The Anūnatvāpūrṇatvanirdeśaparivart is a short Mahāyāna sūtra extant in its entirety only in Chinese translation. To judge from its use as a proof-text in the seminal philosophical treatise Ratnagotravibhāga, which quotes roughly half of the sūtra, it is a fundamental scripture expressing ideas about the unitary nature of saṁsāra and nirvāṇa, and each individual’s innate capacity for awakening, called in this text and elsewhere ‘tathāgatagarbha,’ ‘embryo of the tathāgatas.’
Although the text has hitherto drawn the attention primarily of Japanese scholars, this is the first critical edition of the sūtra, aligning its Chinese text with the available Sanskrit, offering a richly annotated English translation, a detailed introduction which places the work in its historical and doctrinal context, and a number of appendices exploring key notions, providing a reading text shorn of annotation, and enumerating the prolific quotations of the work found in Chinese Buddhist literature.

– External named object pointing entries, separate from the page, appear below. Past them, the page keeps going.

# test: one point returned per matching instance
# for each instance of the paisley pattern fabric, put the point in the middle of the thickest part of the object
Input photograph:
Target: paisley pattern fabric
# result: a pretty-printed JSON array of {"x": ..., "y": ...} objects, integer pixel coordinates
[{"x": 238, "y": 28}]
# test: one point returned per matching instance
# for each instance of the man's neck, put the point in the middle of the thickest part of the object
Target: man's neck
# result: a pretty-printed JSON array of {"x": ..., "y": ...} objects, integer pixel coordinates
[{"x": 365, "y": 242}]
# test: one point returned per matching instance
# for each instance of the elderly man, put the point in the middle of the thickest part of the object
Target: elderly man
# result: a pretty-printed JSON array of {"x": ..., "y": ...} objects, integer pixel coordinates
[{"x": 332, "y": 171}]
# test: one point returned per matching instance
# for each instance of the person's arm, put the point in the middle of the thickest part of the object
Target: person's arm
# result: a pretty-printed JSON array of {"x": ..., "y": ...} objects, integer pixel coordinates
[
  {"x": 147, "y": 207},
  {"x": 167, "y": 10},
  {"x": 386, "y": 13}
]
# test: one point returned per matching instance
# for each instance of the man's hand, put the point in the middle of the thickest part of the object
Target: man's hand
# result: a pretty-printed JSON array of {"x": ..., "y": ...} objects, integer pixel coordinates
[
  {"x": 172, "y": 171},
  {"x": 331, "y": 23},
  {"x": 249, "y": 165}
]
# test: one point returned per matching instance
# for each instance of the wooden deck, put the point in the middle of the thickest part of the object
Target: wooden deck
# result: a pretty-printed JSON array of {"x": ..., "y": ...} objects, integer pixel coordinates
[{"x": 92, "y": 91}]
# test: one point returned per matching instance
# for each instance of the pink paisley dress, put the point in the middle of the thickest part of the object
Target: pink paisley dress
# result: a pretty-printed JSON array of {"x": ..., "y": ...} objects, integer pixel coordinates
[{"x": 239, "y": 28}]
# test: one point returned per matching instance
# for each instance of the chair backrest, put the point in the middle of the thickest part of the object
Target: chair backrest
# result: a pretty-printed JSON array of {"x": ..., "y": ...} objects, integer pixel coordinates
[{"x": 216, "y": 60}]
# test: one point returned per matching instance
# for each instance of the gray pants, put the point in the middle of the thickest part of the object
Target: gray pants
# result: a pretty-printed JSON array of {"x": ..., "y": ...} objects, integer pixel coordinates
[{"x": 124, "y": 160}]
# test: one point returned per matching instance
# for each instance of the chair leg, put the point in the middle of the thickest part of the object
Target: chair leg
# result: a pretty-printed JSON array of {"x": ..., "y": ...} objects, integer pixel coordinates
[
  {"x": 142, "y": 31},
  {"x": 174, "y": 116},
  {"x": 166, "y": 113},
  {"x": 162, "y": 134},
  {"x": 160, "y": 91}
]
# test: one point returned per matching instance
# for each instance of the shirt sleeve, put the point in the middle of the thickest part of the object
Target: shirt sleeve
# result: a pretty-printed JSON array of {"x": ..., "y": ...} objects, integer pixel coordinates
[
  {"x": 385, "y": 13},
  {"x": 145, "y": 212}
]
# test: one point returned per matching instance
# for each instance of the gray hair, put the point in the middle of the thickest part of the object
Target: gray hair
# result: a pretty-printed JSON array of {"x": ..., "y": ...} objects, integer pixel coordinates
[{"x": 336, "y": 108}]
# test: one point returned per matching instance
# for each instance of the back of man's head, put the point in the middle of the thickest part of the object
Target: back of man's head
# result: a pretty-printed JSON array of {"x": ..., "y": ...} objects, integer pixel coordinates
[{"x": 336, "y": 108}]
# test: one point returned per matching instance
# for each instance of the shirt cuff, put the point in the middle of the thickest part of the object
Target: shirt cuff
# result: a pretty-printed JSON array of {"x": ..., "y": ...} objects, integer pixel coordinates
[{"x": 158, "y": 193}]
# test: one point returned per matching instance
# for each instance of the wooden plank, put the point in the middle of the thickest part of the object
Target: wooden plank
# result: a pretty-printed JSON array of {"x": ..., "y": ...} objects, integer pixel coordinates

This volume is thus an important contribution to studies of developing Mahāyāna Buddhism, Buddhist doctrine and the textual history of scriptures.
(Source: Hamburg University Press)
- Foreword vii
- Preface ix
- Introduction3
- Textual History 3
- Doctrine 14
- Edition and Translation 55
- Appendices135
- 1: Is the Mind Originally Pure or is it Luminous? 135
- 2: On amuktajña 141
- 3: *Sāramati 149
- 4: Reading Text and Translation 159
- 5: A Hypothetical Reconstruction of an Indic Form of the AAN 181
- 6: Citations of the AAN191
- Literature219
- Indices241
Jonathan Silk's Buddhist Cosmic Unity: An Edition, Translation and Study of the Anūnatvāpūrṇatvanirdeśaparivarta is the first study of a tathāgatagarbha sūtra that exists only in Chinese translation, although it was known to Tibetans through extensive quotations in the Ratnagotravibhāga. In addition to an informative introduction, Silk provides six appendices on philological puzzles such as the term amuktajña and the reputed author of the Ratnagotravibhāga as understood by the Chinese, whether it should be rendered Sāramati or Sthiramati (Silk concludes that there is not enough evidence to decide).
The basic structure of the sūtra is a refutation of wrong views, chief among them the question as to whether the number of sentient beings increases or decreases (hence the title of the text: the No-Increase No-Decrease Sūtra). The incorrect assumption is that when a being attains enlightenment the number of ordinary beings decreases as that individual dissolves into nothing. The authors explain why this is not the case using the concepts of dharmakāya and tathāgatagarbha. The first is understood as the absolute nature of reality that is the quintessential nature of all beings. It appears as pure (in the body of a buddha), mixed pure and impure (in the bodies of bodhisattvas), and impure (in the rest of us). The nature is the same; the appearance is purely subjective. The text thus conflates dharmakāya with tathāgatagarbha, although in a way that Silk admits is obscure. He summarizes as "the three modes are nothing more than modalities of the embryo of the tathagatas, variously related to the ultimate Reality." As one would expect with a study of a tathāgatagarbha text, Silk addresses (using Zimmerman for support) the ambiguity of whether tathāgatagarbha means beings "contain a seed / serve as a womb of a tathagata" or, as Silk puts it, "the quintessence of beings is to contain a tathagata; their nature is to be loci for future buddhas." This latter sense, Silk maintains, is how the concept is understood by the sūtra.